“If we want things to stay as they are, things will have to change”
Il Gattopardo, Giuseppe Tomasi di Lampedusa
Unlike the riders who gradually get more and more tired, those of us viewing the race on TV get more and more energised as the finish line approaches. There’s now talk of changing the route. This is normal.
I wrote a blog piece for cyclingnews the other day saying the classics are always changing. Milan-Sanremo is a fine example as the organisers revolutionised the race with the Poggio in 1960 after several Flemish sprinters “stole” the race from Italians. Since then the organisers have added the Cipressa and as recently as 2008, Le Manie. A decade ago we had the Bric Berton instead of the Turchino Pass. The finish line keeps moving.

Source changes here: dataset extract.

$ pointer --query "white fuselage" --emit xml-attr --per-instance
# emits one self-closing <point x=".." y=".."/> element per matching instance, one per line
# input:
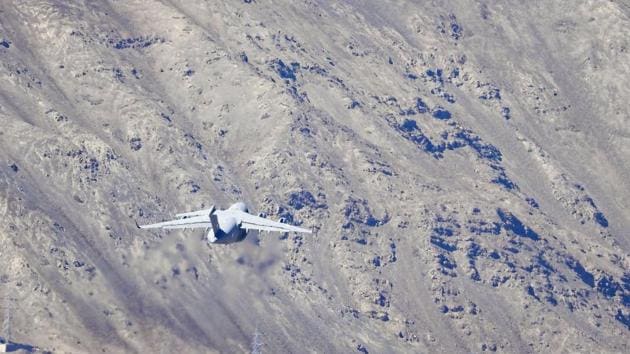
<point x="229" y="229"/>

It has been within sight of the bottom of the Poggio, its most famous finish was the Via Roma, Sanremo’s prime thoroughfare. Today it finishes on the Lungomare, the seaside promenade. The route is constantly changing but the race remains great.
As much as the route has changed, I can’t see many arguments to change it now. In 2008 Fabian Cancellara impersonated a Ducati motorbike with a late attack after Poggio. In 2009 Heinrich Haussler’s Ferrari acceleration was thrilling and the way Mark Cavendish got him on the finish line was superb drama. 2010 saw Oscar Freire win, less exciting perhaps. But 2011 overcompensated with a thrilling race from Le Manie as the race split apart and breakaways formed and reformed and the result was uncertain until Matthew Goss got the better of Fabian Cancellara and Philippe Gilbert.
Talk is now focussing on a change to the Cipressa. Cipressa is a misleading name since the climb really rises to the village of Costarainera… then levels on the ridge to the village of Cipressa for the descent. Either way, there is a new road up the hill, named appropriately the Strada Nova. Instead of starting from the town of San Lorenzo Al Mare, it begins futher along the coats from Piani Paorelli. The current Cipressa is 5km long at 4.8% and the “new” climb would be 3.5km to reach the same altitude, making it 7%. This would change everything since the Cipressa is currently a fast climb where being on the right wheel counts, a sprinter can benefit from drafting as the speeds are so high. Change to a climb that averages an Alpine 7% that is also irregular in gradient and several sprinters will be in trouble.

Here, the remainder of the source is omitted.